5.18.2007

oh noes!

what happened to Meg Ryan's face?

i saw her on the cover of a magazine... and i was kind of afraid. poor meg ryan, why would you do that?

... i don't have much else to say on the matter. well... that might be a lie.

so plastic surgery... hm. it's a tricky one. i mean, its good for people who get reconstructive surgery because their face was broken or something, but it's kind of ridiculous for others. but, the doctors make soooooooooo much money, it's never going to stop.
and i guess it all boils down to the extreme shallowness/ focus on appearance that plagues our society. i'm not going to lie, i'm affected as much as anyone else. and even though i try NOT to be... sometimes i just can't help myself. and its probably how we are all raised and all that. and oh my god the magazines don't help in the least. i remember the first issue of Teen magazine i ever got. i'm pretty sure Jennifer Love Hewitt was on the cover, and it was right around when Can't Hardly Wait was coming out. (brief interlude as i look up dates). so i'm guessing it was summer of 1998. that would have put me between 7th and 8th grade. this also happened to be the summer i started growing my hair out and decided AGAINST wearing wind suit pants all the time. strange coincidence? i think not.
i didn't want to look like a boy any more (not that i did want to in the first place, that's just sort of how it turned out) and the land of teen magazines was where i ended up in. i was steeped in teen culture for the next five years. and i kept most of my copies as well. i had three paper boxes under my bed full of magazines: Teen, Teen People, Cosmo!Girl, Twist, YM, Seventeen... eventually, Twist went under and went to TeenVogue, and then YM died and switched to ElleGirl. oh my, my my. it's no wonder that teenagers get distorted perceptions of what they should look like! sure, there were always stories about girls who hated their bodies and then after much trauma accepted themselves, by no means am i shunning their stories. i think they are important, and teens should read about the dangers of eating disorders and the like. BUT they are completely overwhelmed with what to wear this season, and pages upon pages of fashion spreads along with tons of advertisements, all of which were full of stick thin girls and gorgeous men.
way to put pressure on both of the sexes. girls have to be skinny and men have to be muscular and have chiseled features. oh dear me.
so there was that along with all of the celebrity gossip, who was with who, look at all the pretty boys, la de da. so like i said... i was steeped in this stuff. i had my fair share of celebrity crushes and i plastered my walls solid with pictures. (oh i have photo documentation for anyone interested). I think my favorite magazine was Twist, they had more stuff about pop culture instead of fashion. i think that's why i liked it and why it went under. three pages about books? no way! i'm getting off topic. so as i'm surrounded by the pictures of Popsicle-stick girls, you can bet i'm doubting myself. i in no way, shape, or form come CLOSE to them. and that was high school. until senior year. where i a) spent half of my summer in Washington actually DOING things and being active and such, b) got my eyebrow pierced, c) was no longer in the shadow of my big sister and d) didn't really care any more.
to hell with beauty magazines! i'm much to busy doing theatre and such to read such rubbish. and the the clouds parted, and sun shone down on me, and i was okay.

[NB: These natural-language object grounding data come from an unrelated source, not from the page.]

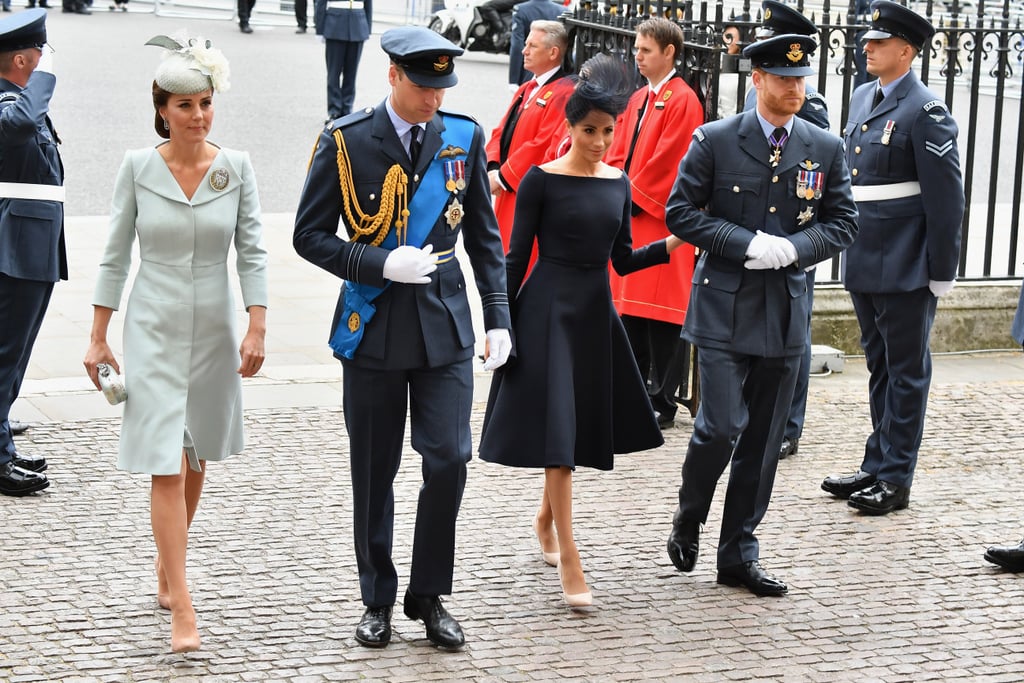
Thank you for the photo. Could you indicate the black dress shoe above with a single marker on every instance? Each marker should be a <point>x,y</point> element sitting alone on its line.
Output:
<point>31,463</point>
<point>15,481</point>
<point>881,499</point>
<point>442,630</point>
<point>375,627</point>
<point>1008,557</point>
<point>753,575</point>
<point>844,485</point>
<point>684,543</point>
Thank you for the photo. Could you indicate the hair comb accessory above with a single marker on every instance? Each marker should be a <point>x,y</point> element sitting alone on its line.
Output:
<point>190,66</point>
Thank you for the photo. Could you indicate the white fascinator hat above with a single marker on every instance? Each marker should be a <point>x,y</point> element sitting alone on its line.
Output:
<point>190,66</point>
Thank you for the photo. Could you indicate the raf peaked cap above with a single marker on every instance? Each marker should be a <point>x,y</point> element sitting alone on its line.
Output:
<point>26,29</point>
<point>891,19</point>
<point>787,54</point>
<point>427,57</point>
<point>779,18</point>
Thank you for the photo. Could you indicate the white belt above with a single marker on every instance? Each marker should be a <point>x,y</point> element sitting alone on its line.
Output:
<point>28,190</point>
<point>892,190</point>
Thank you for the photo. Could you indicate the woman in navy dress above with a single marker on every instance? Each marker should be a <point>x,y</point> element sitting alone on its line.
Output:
<point>573,396</point>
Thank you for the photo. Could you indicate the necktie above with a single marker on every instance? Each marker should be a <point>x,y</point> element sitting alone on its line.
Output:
<point>879,96</point>
<point>414,144</point>
<point>636,132</point>
<point>777,140</point>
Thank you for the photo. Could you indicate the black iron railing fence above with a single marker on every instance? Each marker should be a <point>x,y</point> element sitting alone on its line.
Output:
<point>975,62</point>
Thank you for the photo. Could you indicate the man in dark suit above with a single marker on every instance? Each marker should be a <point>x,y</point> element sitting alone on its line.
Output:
<point>901,146</point>
<point>32,244</point>
<point>781,18</point>
<point>523,14</point>
<point>763,195</point>
<point>406,180</point>
<point>345,26</point>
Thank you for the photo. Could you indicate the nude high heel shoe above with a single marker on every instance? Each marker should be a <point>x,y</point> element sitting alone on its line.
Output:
<point>574,599</point>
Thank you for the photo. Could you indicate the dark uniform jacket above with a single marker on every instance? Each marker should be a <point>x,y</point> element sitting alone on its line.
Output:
<point>32,242</point>
<point>726,190</point>
<point>415,325</point>
<point>903,243</point>
<point>343,20</point>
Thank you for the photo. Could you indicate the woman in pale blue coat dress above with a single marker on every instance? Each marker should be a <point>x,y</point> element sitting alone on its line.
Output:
<point>187,201</point>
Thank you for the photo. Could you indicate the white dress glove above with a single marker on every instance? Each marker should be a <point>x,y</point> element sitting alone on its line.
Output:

i digress... plastic surgery. i think it's silly for many people, but i also think that many of them feel they NEED it. just like they NEED to be beautiful. i wrote a whole paper on this (which, consequently got chosen for a symposium and published). i don't think i know anyone who has gotten PS, and i'm slightly intrigued by those that do. why do you feel you need to fit in so badly? has society put that much pressure on you? is life so bad the way you are?
maybe it is. there have been studies that prove that people mentally judge others by the way they look. i know i do. why lie? i can be incredibly superficial. look at how i started this entry.

i like to think that i am somewhat better that just judging by appearance. sure, when Incredibly Hot BECA Guy comes into the prop shop, i practically melt, and i about died yesterday when he shook my hand. BUT, i love the skinny geeky guys too (sometimes too much... le sigh).

damn our society and the freakish attention to appearance.


*if you actually made it through this whole post... you rock hardcore.